Звонок. Конец обеденного перерыва. Рябой с соседями убрали грязные подносы и понесли их к выходу. Доппи тяжело дышал. Он боялся конфликтов, как огня, и никогда не подступал к черте так близко. Он смотрел прямо в пропасть, а из бездны поднимались языки пламени, оставляя невидимые оплеухи и побои на горящих ушах. Доппи перевел глаза с офисных на художника.
– У тебя соус капает, – буркнул художник. Он почти не притронулся к пище, лишь ломал хлеб на части.
– Знаешь… Когда ложусь сп-п-пать, я мечтаю быть успешным и популярным, но не как они. И не знаю, н-н-нужно ли обязательно быть такими, чтобы…, – Доппи замолчал, чтобы подобрать слова.
– Чтобы получить повышение?, – усмехнулся художник.
– Да!, – кивнул Доппи, – Ты разве не хочешь?
– Я мечтаю уйти в горы и не вернуться, – неожиданно даже для себя выпалил художник. Его глаза загорелись цветом #FF9218 последний вздох Жако.
– Навсегда?, – к удивлению художника, Доппи не воспринял идею побега, как нечто предосудительное или даже странное. Доппи смотрел сочувственно. Но не так, как наблюдают за сумасшедшим, нет. Доппи понимал. Просто ему и на мечты не хватало смелости.
– Навсегда, – с облегчением выдохнул художник.
– А жена?
Художник уронил взгляд на след на пальце. Чёртов след не исчезал, хоть художник давно перестал носить кольцо. Он убрал руку под стол. Какое-то время время они ели в молчании, наслаждаясь опозданием. Было между Доппи и художником что-то общее. Бунтарское. Злое. Но злое не ко всему вокруг, нет. Только злое к тому, что задевало их размеренную жизнь выживальщиков. Готовность отстаивать с трудом собранную мусорную кучу. Экосистему вынужденной жизни в мире, где их никто не понимал. Художник встал и забрал поднос с собой. Доппи засуетился следом, не доедая. У лифта они кивнули друг другу и разошлись.
Художник шёл по пустынной улице при свете фонарей. В лужах рыбьим жиром разливался их болезненный свет. В лужах же отражался пёс, что прицепился к художнику несколько кварталов назад. Псу были рады. Художник достал из кармана мятую булку. Бросил псу. Черно-белый дворняга, будто облитый чернилами. Краска попала на уши, краплёный нос, лапы. Отличный пёс, он заслужил угощение. Пёс это знал и съел булку без «спасибо».
Художник зашел во двор. Он безошибочно вычислил свой балкон, чтобы проверить свет. Спит ли жена? Свет горел. В свете темнели две фигуры – знакомая женская и незнакомая мужская. Высок. Крепко сложен. У художника не было шансов. Ему ничего не оставалось, кроме как докурить.
– Ваша собака?, – рядом вырос рыжий пацан. Он бесхитростно пялился на странников во все глаза. Молодость.

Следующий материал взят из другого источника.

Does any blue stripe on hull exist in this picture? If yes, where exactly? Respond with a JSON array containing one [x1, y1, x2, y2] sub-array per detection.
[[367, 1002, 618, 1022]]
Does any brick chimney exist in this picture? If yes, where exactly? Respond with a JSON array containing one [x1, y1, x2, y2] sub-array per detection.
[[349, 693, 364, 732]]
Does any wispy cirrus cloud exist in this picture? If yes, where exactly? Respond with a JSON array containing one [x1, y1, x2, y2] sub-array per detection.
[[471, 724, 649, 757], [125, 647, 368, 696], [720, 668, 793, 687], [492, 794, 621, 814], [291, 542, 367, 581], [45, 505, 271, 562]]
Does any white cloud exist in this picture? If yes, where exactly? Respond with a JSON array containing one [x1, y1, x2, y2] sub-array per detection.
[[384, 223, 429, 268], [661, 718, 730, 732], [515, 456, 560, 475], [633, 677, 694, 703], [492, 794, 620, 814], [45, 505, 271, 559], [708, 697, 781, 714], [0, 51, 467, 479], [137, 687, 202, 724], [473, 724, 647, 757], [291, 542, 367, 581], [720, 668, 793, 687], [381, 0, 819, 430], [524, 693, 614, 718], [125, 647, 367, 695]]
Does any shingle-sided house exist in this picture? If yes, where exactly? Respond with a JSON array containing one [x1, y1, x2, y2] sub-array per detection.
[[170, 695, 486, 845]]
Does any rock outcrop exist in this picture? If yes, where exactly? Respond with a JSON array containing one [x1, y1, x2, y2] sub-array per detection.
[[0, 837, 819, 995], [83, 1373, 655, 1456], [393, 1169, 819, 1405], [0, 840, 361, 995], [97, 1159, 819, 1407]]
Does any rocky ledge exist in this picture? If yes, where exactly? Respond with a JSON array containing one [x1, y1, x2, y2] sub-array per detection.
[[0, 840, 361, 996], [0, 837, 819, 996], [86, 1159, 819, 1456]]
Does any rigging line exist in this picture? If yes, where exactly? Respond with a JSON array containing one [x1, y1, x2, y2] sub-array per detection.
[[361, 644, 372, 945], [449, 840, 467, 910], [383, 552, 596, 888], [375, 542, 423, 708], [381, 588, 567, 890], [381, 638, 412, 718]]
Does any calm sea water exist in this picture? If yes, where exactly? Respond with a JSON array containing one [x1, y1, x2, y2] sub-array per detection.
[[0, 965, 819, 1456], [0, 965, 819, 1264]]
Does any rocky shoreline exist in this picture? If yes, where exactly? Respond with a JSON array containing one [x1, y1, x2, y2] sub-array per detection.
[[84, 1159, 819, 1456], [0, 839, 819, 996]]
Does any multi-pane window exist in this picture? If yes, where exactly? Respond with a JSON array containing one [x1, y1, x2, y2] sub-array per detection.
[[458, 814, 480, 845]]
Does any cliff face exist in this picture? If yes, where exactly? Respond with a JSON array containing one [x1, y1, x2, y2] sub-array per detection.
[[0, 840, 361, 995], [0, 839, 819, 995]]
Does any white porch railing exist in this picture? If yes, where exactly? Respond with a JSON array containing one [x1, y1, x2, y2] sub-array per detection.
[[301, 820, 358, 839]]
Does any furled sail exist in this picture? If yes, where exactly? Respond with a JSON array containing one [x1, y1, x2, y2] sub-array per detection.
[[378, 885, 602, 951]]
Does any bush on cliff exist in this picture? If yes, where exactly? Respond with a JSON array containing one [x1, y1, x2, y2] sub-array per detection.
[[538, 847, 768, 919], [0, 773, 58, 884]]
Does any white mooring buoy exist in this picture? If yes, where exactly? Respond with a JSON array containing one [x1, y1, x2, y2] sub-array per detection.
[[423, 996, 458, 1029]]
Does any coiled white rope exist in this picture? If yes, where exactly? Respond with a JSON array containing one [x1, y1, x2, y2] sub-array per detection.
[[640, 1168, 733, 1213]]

– Мой, – и глазом не соврал художник.
– А мне мама собаку не разрешает завести.
Художник в ответ закурил и улыбнулся. К мальчишке уже подбежал пёс, чтобы получить заслуженную ласку. Чёрное ухо трепалось от души.

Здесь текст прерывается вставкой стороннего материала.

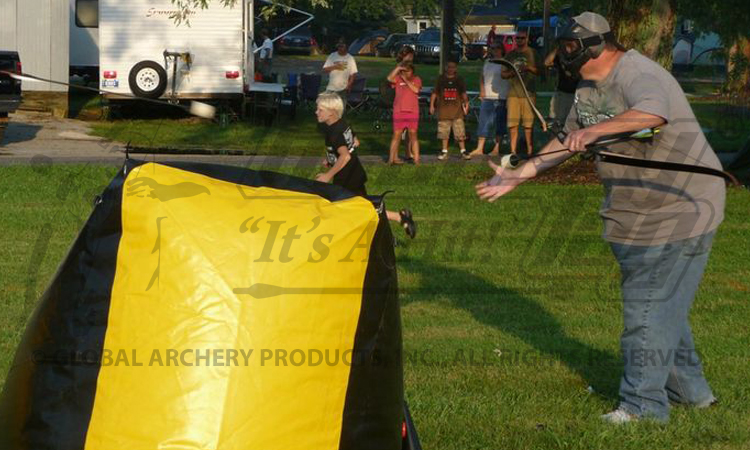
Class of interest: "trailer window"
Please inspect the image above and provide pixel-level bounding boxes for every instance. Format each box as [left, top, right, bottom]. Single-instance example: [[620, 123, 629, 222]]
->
[[76, 0, 99, 28]]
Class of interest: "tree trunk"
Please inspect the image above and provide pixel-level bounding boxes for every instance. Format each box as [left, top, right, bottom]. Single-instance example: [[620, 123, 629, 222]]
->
[[607, 0, 677, 70], [727, 37, 750, 99]]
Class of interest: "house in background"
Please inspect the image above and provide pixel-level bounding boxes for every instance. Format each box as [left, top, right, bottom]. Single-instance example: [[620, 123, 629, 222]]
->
[[401, 16, 440, 34], [461, 0, 524, 42], [402, 0, 523, 42]]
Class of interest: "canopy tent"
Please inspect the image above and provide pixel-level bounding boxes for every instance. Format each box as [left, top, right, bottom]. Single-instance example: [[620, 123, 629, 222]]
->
[[516, 16, 562, 30], [0, 161, 412, 450]]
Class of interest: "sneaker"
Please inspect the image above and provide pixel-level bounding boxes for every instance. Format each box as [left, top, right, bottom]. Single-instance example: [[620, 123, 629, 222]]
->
[[600, 408, 638, 425], [693, 395, 719, 409], [398, 208, 417, 239]]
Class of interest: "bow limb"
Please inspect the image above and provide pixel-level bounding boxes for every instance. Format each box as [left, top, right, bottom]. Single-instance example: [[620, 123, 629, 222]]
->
[[593, 150, 741, 186]]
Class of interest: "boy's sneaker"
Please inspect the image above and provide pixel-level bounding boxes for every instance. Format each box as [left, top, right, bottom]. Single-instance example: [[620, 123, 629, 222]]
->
[[398, 208, 417, 239], [600, 408, 638, 425]]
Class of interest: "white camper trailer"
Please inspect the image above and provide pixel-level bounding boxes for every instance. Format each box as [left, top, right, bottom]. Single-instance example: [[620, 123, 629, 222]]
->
[[99, 0, 254, 99], [70, 0, 99, 79]]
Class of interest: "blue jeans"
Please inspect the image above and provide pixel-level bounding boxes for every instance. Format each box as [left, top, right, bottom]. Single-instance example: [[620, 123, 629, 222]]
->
[[611, 231, 715, 421]]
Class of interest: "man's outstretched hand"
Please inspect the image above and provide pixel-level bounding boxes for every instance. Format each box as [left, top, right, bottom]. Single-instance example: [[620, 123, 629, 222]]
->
[[475, 161, 523, 203]]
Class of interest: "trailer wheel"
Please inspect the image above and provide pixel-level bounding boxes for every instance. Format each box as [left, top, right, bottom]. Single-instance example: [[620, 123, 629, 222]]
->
[[128, 61, 167, 98]]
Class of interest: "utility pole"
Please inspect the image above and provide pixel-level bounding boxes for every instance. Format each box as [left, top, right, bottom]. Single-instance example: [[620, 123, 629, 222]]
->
[[440, 0, 456, 74], [542, 0, 550, 80]]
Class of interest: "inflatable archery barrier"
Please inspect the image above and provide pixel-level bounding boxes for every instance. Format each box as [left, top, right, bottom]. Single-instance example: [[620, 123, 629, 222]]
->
[[0, 160, 411, 450]]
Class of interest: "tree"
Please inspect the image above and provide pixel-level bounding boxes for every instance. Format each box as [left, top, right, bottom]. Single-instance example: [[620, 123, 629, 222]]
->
[[607, 0, 677, 70], [680, 0, 750, 99]]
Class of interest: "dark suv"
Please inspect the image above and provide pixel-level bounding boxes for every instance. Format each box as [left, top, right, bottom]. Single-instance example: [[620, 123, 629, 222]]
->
[[414, 28, 464, 62], [0, 51, 23, 142]]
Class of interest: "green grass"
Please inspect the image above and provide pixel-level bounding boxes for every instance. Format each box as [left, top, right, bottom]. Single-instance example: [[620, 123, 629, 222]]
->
[[78, 56, 750, 156], [0, 165, 750, 450]]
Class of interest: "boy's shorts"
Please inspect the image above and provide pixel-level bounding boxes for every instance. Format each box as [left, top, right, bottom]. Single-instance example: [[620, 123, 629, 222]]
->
[[508, 95, 536, 128], [438, 119, 466, 141]]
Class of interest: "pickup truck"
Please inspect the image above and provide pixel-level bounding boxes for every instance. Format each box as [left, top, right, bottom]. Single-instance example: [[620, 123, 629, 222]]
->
[[0, 50, 23, 142], [414, 28, 464, 63]]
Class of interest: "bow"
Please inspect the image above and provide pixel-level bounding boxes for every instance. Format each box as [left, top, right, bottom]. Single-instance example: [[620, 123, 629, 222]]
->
[[490, 58, 548, 133], [490, 58, 741, 186]]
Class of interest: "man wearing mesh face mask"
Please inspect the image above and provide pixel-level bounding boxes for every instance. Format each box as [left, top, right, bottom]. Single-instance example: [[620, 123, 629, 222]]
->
[[477, 12, 725, 423]]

– Чей будешь?, – спросил художник.
– А ничей.
– И не мамин?
– Не мамин, – вскинул голову рыжий с нескрываемой гордостью, – А отца я ни разу не видел.

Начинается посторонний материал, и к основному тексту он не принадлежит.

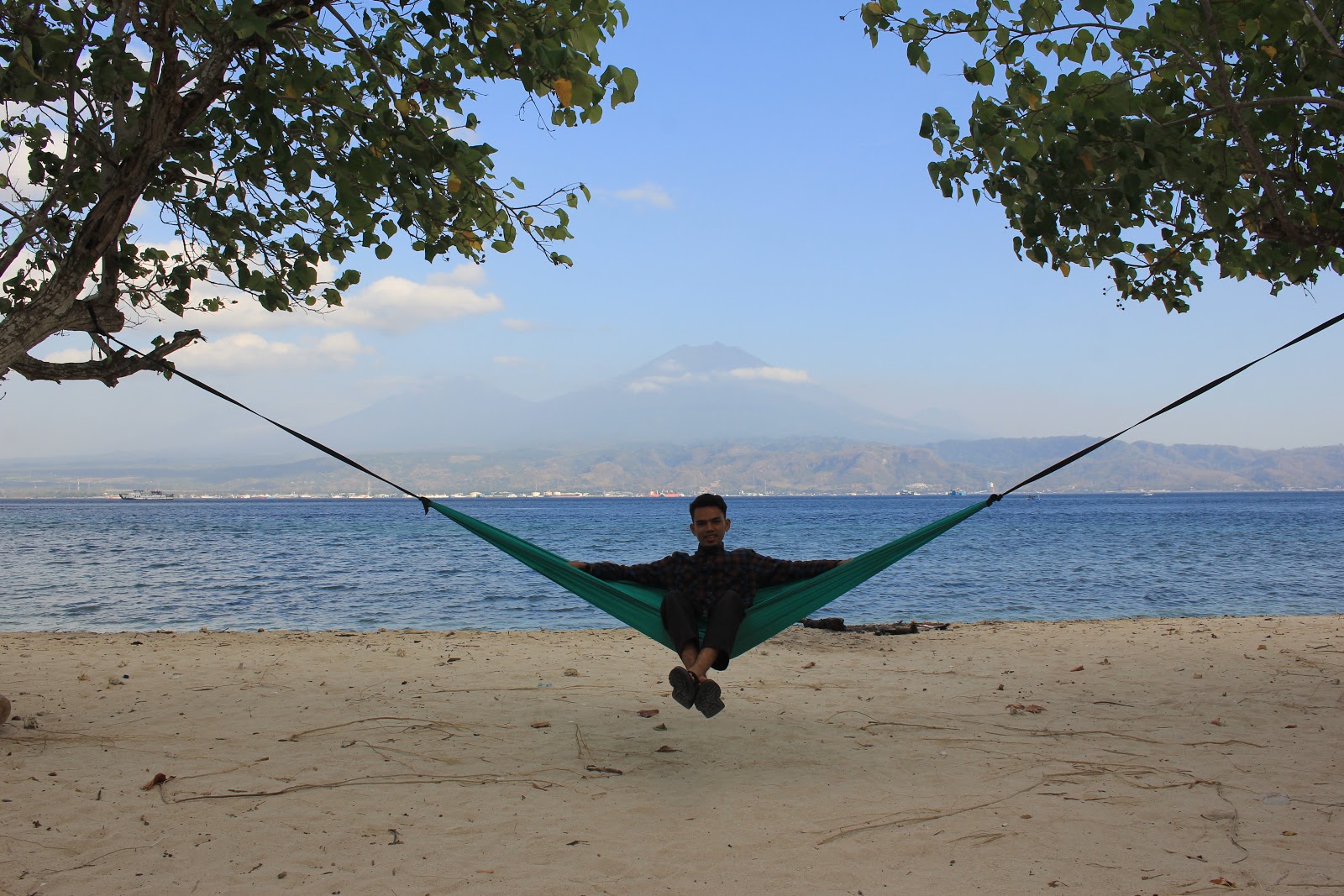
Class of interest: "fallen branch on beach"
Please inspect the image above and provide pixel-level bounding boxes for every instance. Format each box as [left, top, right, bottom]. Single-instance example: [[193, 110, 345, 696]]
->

– Не бывает такого, что ничей. Каждый кому-то принадлежит.
– А ты разве чей-то?
Он не ответил, но посмотрел в сторону балкона. Рыжий тоже взглянул туда. Теперь их было двое, кто знает.
– Люди не должны принадлежать кому-то, – грустно отметил рыжий, – Это неправильно.
Художник потрепал пацана по рыжей голове.
– Присмотришь за псом?
– А ты куда?, – рыжий удивился. Но холку пса сжал покрепче.
– Увидимся.
Он натянул воротник пальто повыше и пошел подальше от дома. Мальчик некоторое время стоял, провожая его взглядом, но затем освистнул пса и вернулся к делам на детской площадке. Художник был уверен, что всё у них будет хорошо. И у него тоже. Ведь рыжий был прав – люди не должны никому принадлежать.